Re: FPI's in NOTATION declarations from David G. Durand on 1996-11-29 (w3c-sgml-wg@w3.org from November 1996)

From: David G. Durand <dgd@cs.bu.edu>
Date: Fri, 29 Nov 1996 14:05:15 -0500
To: w3c-sgml-wg@w3.org
Message-Id: <v02130501aec4cb0fdfbf@[165.90.139.118]>
[Quick summary before the blow-by-blow:

   The issues about FPI/URN versus URL semantics we have been discussing
are divisive. On the URN list I have watched years of such discussions with
barely a position changed on the issues. If we take the URI approach, we
will have a way to a truce, painlessly. Or we could add PUBLIC, but we will
not ever get anything like consensus that this is useful, only acclaim form
those who want it and acquiescence from those who believe it misguided. I
add a new suggestion, that by allowing a _list_ of URIs in the SYSTEM ID,
we can have all the advantages of PUBLIC, without the drawback of the new
syntax. (I don't know what this drawback is, but some people obviously feel
that there is one).]

Prologue to the blow by blow:

   I have been on the URN list for at least 3 1/2 -4  years. As I remember,
most of that time was taken up by discussions of how URLs and URNs are
really the same thing, only "they work". Much of this discussion reflects
an implementors assumption that there must be _one single_ resolution
mechanism for names. The idea of names, however, is that the _do not_
depend on a single resolution mechanism. They are an attempt to _label_
resources. A unique label can help you to find something, but cannot
guarantee that any particular resolution mechnism will work to find what
you seek. This is in the nature of things.

   Nonetheless, many people find names to be useful.  It seems
self-evidently correct to me that we _need_ names. It also seems
self-evidently mystical, unimplementable, and foolish to the other side. On
the URN list I remember  no-one changing their minds in years of discussion
of these issues.

   That experience motivates my proposal that we enable URI's in XML, and
lobby for an FPI URN syntax now -- the URN proposals are mature enough that
we could do this pretty safely. Then those of us who want names would have
them. We can then banish the philosophical issues from the XML effort,
without shorting either side permanently.

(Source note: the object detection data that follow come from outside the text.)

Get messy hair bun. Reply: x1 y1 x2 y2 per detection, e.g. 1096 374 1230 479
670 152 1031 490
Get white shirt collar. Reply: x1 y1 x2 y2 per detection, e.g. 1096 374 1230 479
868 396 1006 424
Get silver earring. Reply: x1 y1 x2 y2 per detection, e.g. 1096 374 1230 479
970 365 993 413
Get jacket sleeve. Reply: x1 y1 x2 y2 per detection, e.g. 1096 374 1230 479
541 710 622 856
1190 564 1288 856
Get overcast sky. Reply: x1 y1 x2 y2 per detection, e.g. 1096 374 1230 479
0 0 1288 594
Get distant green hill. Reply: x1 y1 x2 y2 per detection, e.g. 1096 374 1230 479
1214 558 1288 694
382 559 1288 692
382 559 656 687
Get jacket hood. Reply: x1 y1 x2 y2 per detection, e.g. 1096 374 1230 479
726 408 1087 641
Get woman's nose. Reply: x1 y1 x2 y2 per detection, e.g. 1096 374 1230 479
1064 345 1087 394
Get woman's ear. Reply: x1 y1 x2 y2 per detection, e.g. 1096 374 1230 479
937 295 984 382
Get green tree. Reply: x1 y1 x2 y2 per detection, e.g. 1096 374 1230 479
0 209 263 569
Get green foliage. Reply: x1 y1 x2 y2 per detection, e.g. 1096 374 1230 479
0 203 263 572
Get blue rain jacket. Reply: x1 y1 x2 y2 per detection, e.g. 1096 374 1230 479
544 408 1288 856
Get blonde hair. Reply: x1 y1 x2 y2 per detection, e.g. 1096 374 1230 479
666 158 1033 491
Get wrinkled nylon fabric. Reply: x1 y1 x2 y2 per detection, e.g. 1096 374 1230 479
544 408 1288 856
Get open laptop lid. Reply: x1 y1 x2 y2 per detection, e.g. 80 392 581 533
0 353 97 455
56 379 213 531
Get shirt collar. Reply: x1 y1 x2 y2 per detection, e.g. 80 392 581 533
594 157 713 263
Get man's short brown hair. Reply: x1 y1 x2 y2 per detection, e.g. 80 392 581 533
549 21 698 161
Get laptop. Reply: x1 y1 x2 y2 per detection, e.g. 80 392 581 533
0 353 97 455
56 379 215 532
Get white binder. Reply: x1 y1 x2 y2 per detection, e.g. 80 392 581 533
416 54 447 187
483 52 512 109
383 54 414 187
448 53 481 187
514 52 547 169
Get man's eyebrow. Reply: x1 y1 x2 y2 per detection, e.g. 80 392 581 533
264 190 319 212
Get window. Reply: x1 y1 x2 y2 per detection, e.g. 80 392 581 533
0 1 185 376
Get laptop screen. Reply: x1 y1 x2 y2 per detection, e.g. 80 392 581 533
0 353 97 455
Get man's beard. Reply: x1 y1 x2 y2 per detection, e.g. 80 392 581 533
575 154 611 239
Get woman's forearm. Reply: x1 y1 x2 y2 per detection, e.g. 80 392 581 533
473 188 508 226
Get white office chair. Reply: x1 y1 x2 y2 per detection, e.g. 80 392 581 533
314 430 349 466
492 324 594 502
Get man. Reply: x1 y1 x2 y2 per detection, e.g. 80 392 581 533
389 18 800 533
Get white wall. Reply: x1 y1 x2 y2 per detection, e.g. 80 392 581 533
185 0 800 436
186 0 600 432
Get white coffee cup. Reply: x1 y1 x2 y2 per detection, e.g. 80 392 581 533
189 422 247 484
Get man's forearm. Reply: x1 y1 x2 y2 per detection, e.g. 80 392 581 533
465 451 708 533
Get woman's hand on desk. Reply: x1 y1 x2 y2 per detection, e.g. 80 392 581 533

The only thing that is wrong with this proposal, is that we lose SGML's
fail-safe (a SYSTEM identifier to be used if you can't resolve the PUBLIC
identifier). We could keep my compromise proposal and still get this
benefit, by allowing more than one URI in our SYSTEM field. The rule would
be that _any_ of the URIs in the field could be used, depending on
application preference.

    -- David

At 11:40 PM 11/28/96, lee@sq.com wrote:
>There are several things that are being confused here:
>
>[A] whether to allow PUBLIC "some string" syntax in XML;
>[B] if such syntax is used, whether to make use of it;
>[C] if such syntax is used, whether to retain SYSTEM identifiers;
>[D] if such syntax is used, how to interpret the string;
>[E] if the string is to be used and interpreted, whether to use
>    the SGML OPEN CATALOG file format, or a subset of it, to convert
>    the string into a sequence of data octets

>notation discussion deleted

>I think that for [A], HTML compatibility may be a good reason to
>vote Yes, but that for [B], I have still seen no compelling reasons.
>The strongest has been Debbie & Paul P. wanting to be able to
>change the meaning of FPIs on the client side.  This is convenient if
>you have a local copy of something (URN-like), and not very SGMLish
>if your copy differs from the "authoritative" copy.  In both cases, you
>should really be overriding a SYSTEM identifier.

Why should you have to change a document to read or preocess it, if you
have a copy of a uniquely named resource, and a unique name referring to
that resource in the document? You are making a hidden assumption that FPIs
don't work by assuming that the local copy will be different. Given the
number of people who have already claimed that this procedure _works_ for
them, the assumption is not only hidden, but unwarranted (in the sense that
counterexamples exist).

>If you are referring to the Latin 1 entities and their esteemed colleagues,
>though, I agree that it is convenient to have a local copy, and this
>can save a not inconsiderable delay in network latency right now.

But there are lots of things that have the same properties as the SDATA
entities, in different contexts: The TEI DTDs, the CALS DTDs, DocBook, etc.
etc. This is one of the things people naturally do.

>The difficulty is in having a sufficiently small set of features
>to do what is needed without losing too much functionality.
>
>So, here is my question:
>    What mechanisms are proposed for including SDATA entity sets?
>
>    I have just agreed to chair an SGML OPEN group trying to come up
>    with a way of specifying the replacement text for SDATA entities;
>    if that can be system independent, it may be very useful in a
>    future version of XML.
I should be useful in a current version of XML -- I am waiting for David
Birnbaum to come up to date, so he can comment on the desirability of
describing characters by strings rather than by numbers. For that matter,
SDATA entities fit nicely with the DSSSL character model, which has an open
set of characters denoted by strings, doesn't it?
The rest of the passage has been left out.